1. A(…) SA apresentou, em 20 Jan 2009, requerimento de injunção contra B(…) Ld.ª, com sede na Rua (…), no …, a pedir o pagamento da quantia pecuniária, emergente do fornecimento à requerida de produtos de vestuário, bem como juros de mora (v fls. 75).

O processo foi apresentado à distribuição.
O juiz, com data de 22 Set 2009, conferiu força executiva à petição inicial (v fls. 74).

2. A ali requerente, fundada nesse título, suscitou acção executiva, para pagamento de quantia certa, em 4 Jan 2010, contra a ali requerida (v fls. 69 a 73).

Mas o agente de execução informou que a sociedade executada se encontrava dissolvida e que o processo de liquidação já fôra encerrado; por conseguinte, que sendo única sócia e gerente C (…), que devia a execução prosseguir contra ela (v fls. 76).

3. A exequente, por requerimento de 21 Jun 2011, pediu que fosse “deferido o requerimento do senhor solicitador de execução” (v fls. 77 a 79).

O juiz, por despacho de 21 Nov 2011, mandou proceder “de acordo com o requerido, associando como coexecutada a sócia da primitiva executada prosseguindo a execução também quanto a ela, citando-a para o efeito” (v fls. 80).

4. C (…) opôs-se à execução.
Disse que não basta a qualidade de sócia para lhe ser transmitida a responsabilidade da sociedade dissolvida e liquidada; e que essa sucessão tem a medida do montante recebido em partilha, ónus de prova do exequente.
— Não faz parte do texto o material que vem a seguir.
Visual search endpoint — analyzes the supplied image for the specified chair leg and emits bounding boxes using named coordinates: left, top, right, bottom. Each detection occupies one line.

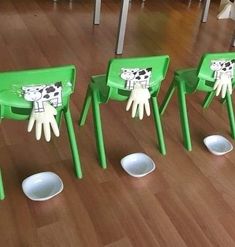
left=159, top=81, right=176, bottom=115
left=0, top=170, right=5, bottom=200
left=202, top=90, right=215, bottom=108
left=178, top=82, right=192, bottom=151
left=92, top=90, right=107, bottom=169
left=56, top=111, right=62, bottom=128
left=78, top=86, right=92, bottom=126
left=64, top=108, right=82, bottom=178
left=151, top=97, right=166, bottom=155
left=226, top=93, right=235, bottom=139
Ora, no caso, não se prova que a sociedade tivesse bens e que fossem partilhados; donde devendo ser eximida de qualquer responsabilidade.
Acresce que a sociedade é pessoa distinta dos sócios; efectuou pagamentos a credores, que absorveram o seu capital; enquanto sócia, não recebeu importância alguma em virtude da liquidação; e o seu património pessoal não pode ser atingido pela dívida exequenda.
Em suma, nada tendo recebido aquando da liquidação, deve ser absolvida e extinta a execução.

5. A oposição foi liminarmente indeferida; é que já, por despacho, fora determinado que a execução seguisse contra a sócia; ora, “sob pena de o juiz vir a decidir contra o que antes decidiu, o que a parte tinha era de recorrer daquele despacho, que é a forma de atacar as decisões do juiz mal dadas”; por conseguinte, assim não tendo acontecido, não é a via da oposição à execução a ajustada ,já que “tal despacho mantém a sua validade” (v fls. 14).

6. A oponente interpôs recurso de apelação.
Alegou; e formulou estas sínteses conclusivas:

i. Mesmo que se entenda que a intervenção da co-executada surge no seguimento de requerimento da exequente, o que veio a ser deferido pelo juiz “a quo”, e como tal a parte tinha de ter recorrido daquele despacho, não o podendo fazer por esta via, o juiz “a quo” sempre teria de levar em conta que na oposição à execução e à cautela a recorrente invocou também factos impeditivos e modificativos do direito da exequente;
            ii. Os antigos sócios da sociedade extinta sucedem nas obrigações desta, po-rém e apenas se algo receberam em partilha e até ao montante do que receberam;
iii. Assim, sempre importava saber se a co-executada, e recorrente, sucedeu ou não na dívida da sociedade reconhecida no titulo executivo, dado que esta, então sócia de responsabilidade limitada, apenas sucede se e na medida do montante recebido em partilha;
            iv. A recorrente, na sua oposição à execução, alegou que a sociedade executada efectuou o pagamento de dividas a credores, tendo sido o capital social sido absorvido, na sua totalidade, no pagamento daquelas dividas e ainda que a executada, e recorrente, na qualidade de sócia, procedeu ao pagamento de dividas daquela sociedade a alguns credores, à custa do seu património pessoal, pelo que não tendo recebido aquando da liquidação nenhuma importância, quantia ou bens, não existe qualquer responsabilidade desta pelo pagamento da divida exequenda, pelo que deverá ser absolvida e extinta a presente execução;
            v. O recebimento em partilha e respectivo montante constituem factos ou pressupostos prévios e fundamentais da responsabilidade da co-executada e da deter-minação da respectiva medida;
            vi. O que sempre teria de ser provado pela exequente no âmbito da oposição deduzida, configurando um facto impeditivo do direito da exequente;

vii. O indeferimento liminar constitui uma situação de natureza excepcional a utilizar com parcimoniosa prudência uma vez que coarcta à partida toda e qualquer expectativa de a executada ver apreciada e julgada a sua pretensão;
            viii. O juiz “a quo” ao indeferir liminarmente a petição de oposição à execução, coarctou a possibilidade da executada, e recorrente, poder ver apreciada e julgada a sua pretensão, nomeadamente a sua responsabilidade pelo pagamento da divida exequenda e como tal violou aquela decisão o principio “pro actione ou anti-formalista”;

ix. O juiz “a quo” aplicou e interpretou erradamente o alcance das normas jurídicas que definem as regras a aplicar para a oposição à execução, nomeadamente violando o disposto nos artigos 814º e 817º do CPC.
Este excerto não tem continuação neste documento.